Sarkozy's plan: Showy or astute?

By Jonathan Marcus
BBC Diplomatic correspondent, Jerusalem

French President Nicolas Sarkozy with Lebanese president Michel Sleimane (R) and Syrian President Bachar Al Assad (C) at the Elysee Palace in Paris (12/07/2008)
Some have dismissed Mr Sarkozy's plan as "showy multilateralism"

The inaugural summit of the Union for the Mediterranean is very much the personal initiative of French President Nicolas Sarkozy.

It represents a bold effort to get France - and indeed Europe as a whole - more involved with North Africa and the Middle East.

But the French president's ambitions may inevitably be circumscribed from the outset.

It is easy to dismiss Mr Sarkozy's grand vision of a Union for the Mediterranean.

Even some of the French newspapers have written off the scheme as a kind of "showy multilateralism" in tune with Mr Sarkozy's showy life-style.

It is true there is not yet much substance to the plan - it is a kind of warming-over of the old Barcelona Process of dialogue between Europe and the Mediterranean initiated by another Gaullist, President Jacques Chirac in 1995.

But it would be wrong to dismiss his successor's efforts.

Astute game

Mr Sarkozy is playing an astute game.

He has seized this opportunity to rehabilitate his Syrian counterpart President Bashar Assad.

Last month Mr Sarkozy spoke before the Israeli parliament as a robust friend of Israel.

He has also strongly condemned Iran's nuclear ambitions.

What it all amounts to is an attempt to re-energise France, and by extension, Europe's role in the Middle East.

The opening to Syria is especially interesting at a time when that country is engaged in indirect peace talks with Israel.

President Sarkozy wants to add France's weight as a facilitator.

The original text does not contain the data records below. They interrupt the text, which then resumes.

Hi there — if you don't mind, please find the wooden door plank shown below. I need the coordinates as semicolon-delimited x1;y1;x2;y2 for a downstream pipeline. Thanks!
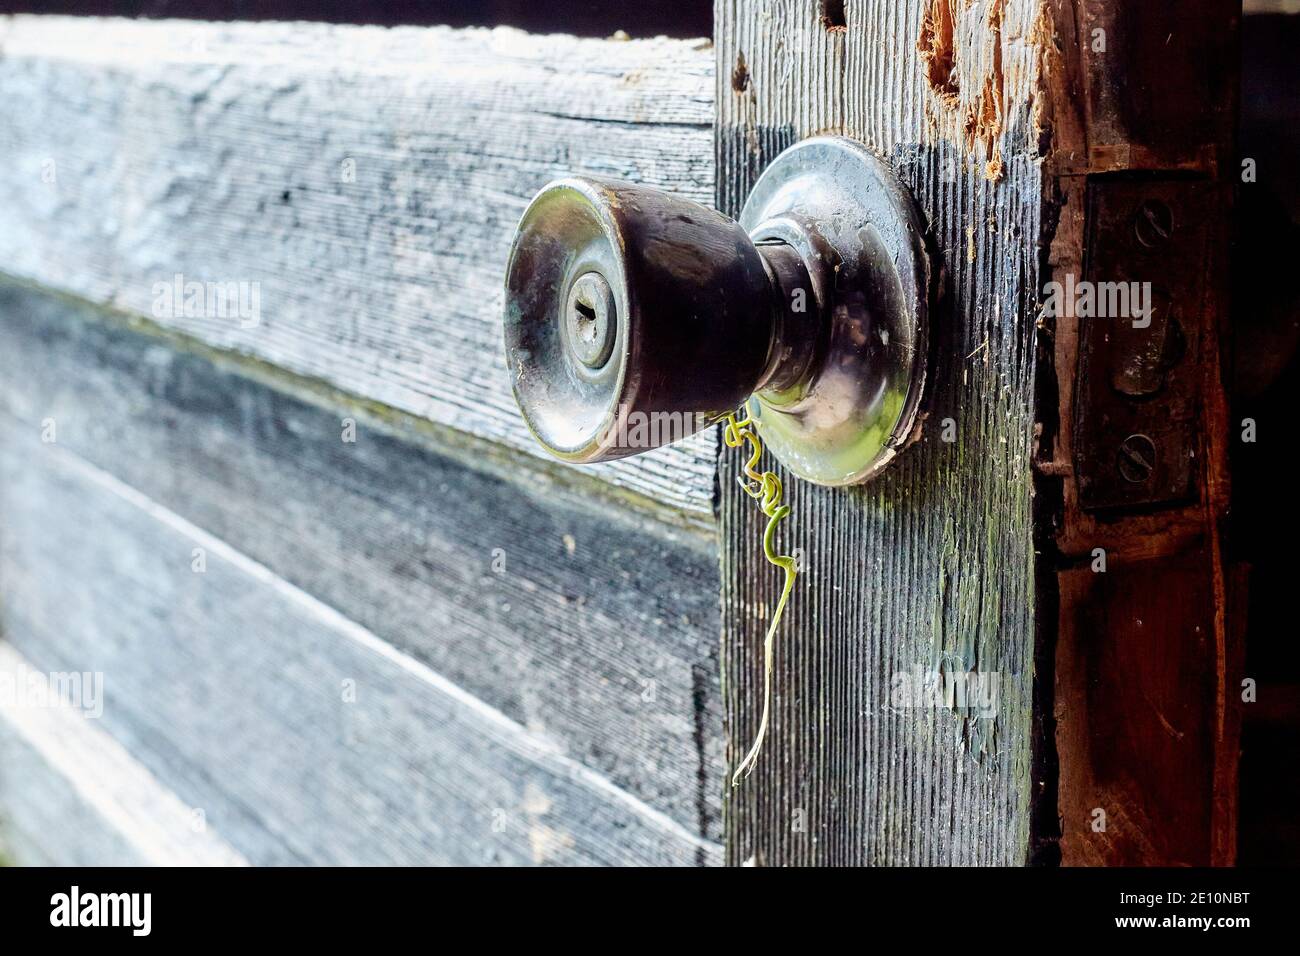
0;412;722;866
0;645;250;867
716;0;1049;865
0;282;727;848
0;16;717;523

But in the end it may amount to little.

What Syria and Iran really want - an end to isolation for example or a security dialogue - they cannot get from France or the Europeans, but only from Washington.

French diplomacy may help to help fill the vacuum of the closing months of the Bush Administration.

But it is the next man in the White House who counts in Middle Eastern diplomacy and not Mr Sarkozy or his Union.